Un esposto all’Agcom contro il sindaco di Pescara, Carlo Masci, accusato di violare la par condicio in vista delle elezioni parziali dell’8 e 9 marzo nel capoluogo adriatico. A presentarlo sono stati il Movimento 5 Stelle e l’Acu (Associazione Consumatori Utenti), che questa mattina hanno illustrato alla stampa le motivazioni dell’iniziativa.
A intervenire sono stati il consigliere comunale M5S Paolo Sola e il presidente di ACU Abruzzo, Luigi Di Corcia, candidato del Movimento 5 Stelle. Secondo quanto spiegato da Di Corcia, la contestazione riguarda la presunta sovrapposizione tra il ruolo istituzionale di Masci e la sua attività da candidato sindaco. “Dal 15 gennaio, data di avvio dei comizi elettorali, sui suoi canali social sono comparsi numerosi video a carattere propagandistico, incentrati in particolare sui lavori pubblici in corso in città”, ha dichiarato.
Per i firmatari dell’esposto, tale condotta sarebbe in contrasto con l’articolo 9 della legge 28 del 2000 sulla par condicio, che tutela sia i candidati sia i cittadini, garantendo pari opportunità nella competizione elettorale. “Tutti devono poter contare sulle stesse condizioni ,aggiunto Di Corcia. Il sindaco può fare campagna elettorale come gli altri, ma non può utilizzare l’attività istituzionale e i lavori pubblici per promuovere la propria candidatura”.
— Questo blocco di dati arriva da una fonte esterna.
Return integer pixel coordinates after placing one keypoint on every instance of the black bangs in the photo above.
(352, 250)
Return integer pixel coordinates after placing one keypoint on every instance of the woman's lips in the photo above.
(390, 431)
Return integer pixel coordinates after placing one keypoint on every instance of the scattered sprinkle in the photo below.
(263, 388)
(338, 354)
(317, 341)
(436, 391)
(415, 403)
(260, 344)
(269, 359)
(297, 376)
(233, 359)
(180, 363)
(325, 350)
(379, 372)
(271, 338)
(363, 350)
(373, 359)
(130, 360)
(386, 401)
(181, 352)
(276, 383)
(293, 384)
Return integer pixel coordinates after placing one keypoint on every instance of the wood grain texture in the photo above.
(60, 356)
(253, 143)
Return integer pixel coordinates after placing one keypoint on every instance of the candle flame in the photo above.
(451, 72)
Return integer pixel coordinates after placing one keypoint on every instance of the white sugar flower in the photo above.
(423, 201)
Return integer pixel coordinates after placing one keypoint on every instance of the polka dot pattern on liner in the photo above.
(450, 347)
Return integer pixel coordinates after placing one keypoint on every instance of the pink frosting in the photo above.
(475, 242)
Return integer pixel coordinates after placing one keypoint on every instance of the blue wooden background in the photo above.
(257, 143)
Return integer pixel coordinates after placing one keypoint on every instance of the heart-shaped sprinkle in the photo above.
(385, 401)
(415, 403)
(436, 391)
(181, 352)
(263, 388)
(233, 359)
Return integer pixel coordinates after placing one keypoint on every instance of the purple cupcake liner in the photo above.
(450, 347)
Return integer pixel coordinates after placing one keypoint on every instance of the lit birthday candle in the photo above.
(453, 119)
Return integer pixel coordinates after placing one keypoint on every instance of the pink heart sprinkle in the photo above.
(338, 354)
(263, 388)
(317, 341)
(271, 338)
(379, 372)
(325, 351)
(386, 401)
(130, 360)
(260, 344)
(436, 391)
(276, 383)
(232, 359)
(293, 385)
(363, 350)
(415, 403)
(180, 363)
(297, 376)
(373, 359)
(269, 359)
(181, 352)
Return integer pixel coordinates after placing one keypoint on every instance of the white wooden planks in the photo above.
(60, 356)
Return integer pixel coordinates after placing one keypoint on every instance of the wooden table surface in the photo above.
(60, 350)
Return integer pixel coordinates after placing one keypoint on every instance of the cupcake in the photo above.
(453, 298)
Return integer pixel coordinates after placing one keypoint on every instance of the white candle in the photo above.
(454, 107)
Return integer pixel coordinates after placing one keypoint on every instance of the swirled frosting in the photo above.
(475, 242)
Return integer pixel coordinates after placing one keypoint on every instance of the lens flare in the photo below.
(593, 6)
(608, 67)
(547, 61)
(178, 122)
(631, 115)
Dopo la segnalazione, l’Autorità per le garanzie nelle comunicazioni avrebbe già avviato un procedimento. Nell’esposto si chiede la rimozione dei contenuti ritenuti irregolari, eventuali sanzioni e il divieto di pubblicare materiali analoghi fino alla conclusione della campagna elettorale.
Sulla vicenda è intervenuto anche Sola, che ha sottolineato come le regole “valgano per tutti, a maggior ragione per chi ricopre un incarico istituzionale”. Secondo il consigliere pentastellato, la continua sovrapposizione tra funzione pubblica e promozione personale solleverebbe una questione di correttezza democratica: “Il rispetto delle norme in campagna elettorale è il primo banco di prova per chi è chiamato ad amministrare”.